REACHING ACROSS BORDERS
One of the biggest challenges Hagar faces is transnational crime. “Curbing the vicious cycle of exploitation starts upstream, which is usually a complex process,” he shares.

“ No single NGO can meet all the needs of victims. Cross-border collaborations are key to ensuring the work we do is far reaching and effective for them. ”


Michael Chiam executive director of Hagar Singapore

While each country needs to ensure that it has adequate enforcement as well as safety systems and structures to prosecute offenders and protect victims, Chiam stresses that it is important not to work in silos.

“Collaboration with agencies such as the International Organization for Migration and other counterparts in countries where victims come from has been extremely helpful, particularly in reintegrating victims with their communities. No single NGO can meet all the needs of victims. Cross-border collaborations are key to ensuring that the work we do is far reaching and effective for them.”

In Cambodia, for example, Hagar partnered with Johns Hopkins University and other NGOs to tailor the Trauma Focused Cognitive Behavioral Therapy programme to the Cambodian context, taking into account local culture and language.

Hagar Singapore empowers victims of traffi cking to regain their confi dence through art therapy.

The programme’s goal was to build resilience within clients. It included their families to help them understand the impact of trauma on their loved ones.

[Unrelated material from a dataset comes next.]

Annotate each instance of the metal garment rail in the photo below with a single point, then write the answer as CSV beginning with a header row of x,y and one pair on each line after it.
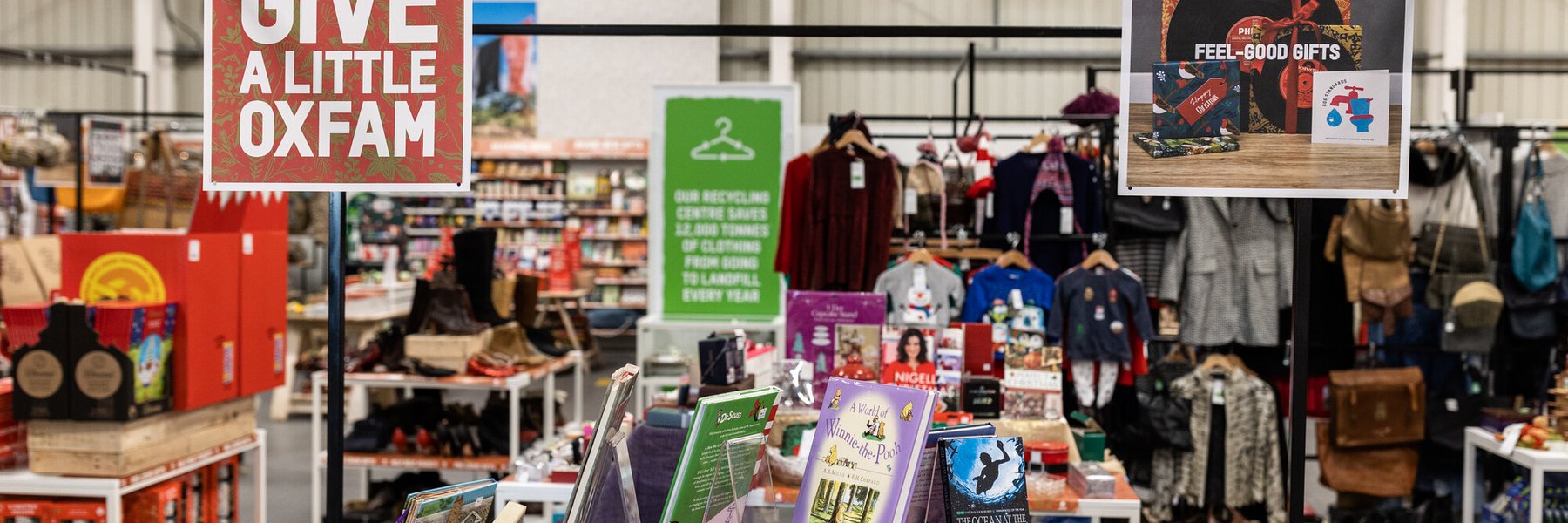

But collaboration isn’t always a walk in the park, especially among people of different backgrounds. That is why Hagar makes it a point to have face-to-face meetings with the various agencies it works with. These meetings allow for more effective communication, with the added advantage of body language.

“It is also important to be mindful of differences. Besides overcoming language barriers, approaches on how to help can also differ across cultures,” Chiam explains.

Another example of inter-agency collaboration involves the Women’s Alliance for Knowledge Exchange (WAKE), based in San Francisco. WAKE leverages technology to connect and empower women around the world. The partnership led to the development of HAGAR’s online safety campaign, which is being distributed to children in Cambodia to protect them from online exploitation.

SEEING THE BIGGER PICTURE
Ultimately, Hagar’s work is also about empowering, and adding value to, the lives of the rescued victims. A lesson to keep in mind, Chiam says, is that it takes time to build trust between the NGO and the victim.

“We should never underestimate the pain of trauma that trafficking survivors struggle with. We’ve seen how the exploitation and abuse has destroyed all hope of freedom and self-worth once present in the victims,” he says.

As such, it is important for the recovery approach to be holistic. “Hagar focuses on building a strong foundation in the lives of the victims by improving their literacy and skills, thereby reducing the risk of re-exploitation,” he adds.

Enhancing confidence through knowledge is also key. Hagar’s legal teams assist clients with their cases in court, and run workshops to help them understand their legal rights.

“With time, Hagar has witnessed the recovery and transformation of many former victims globally. Many of them are now leaders in their own right, becoming medical doctors, teachers, counsellors, social workers and champions of change,” says Chiam.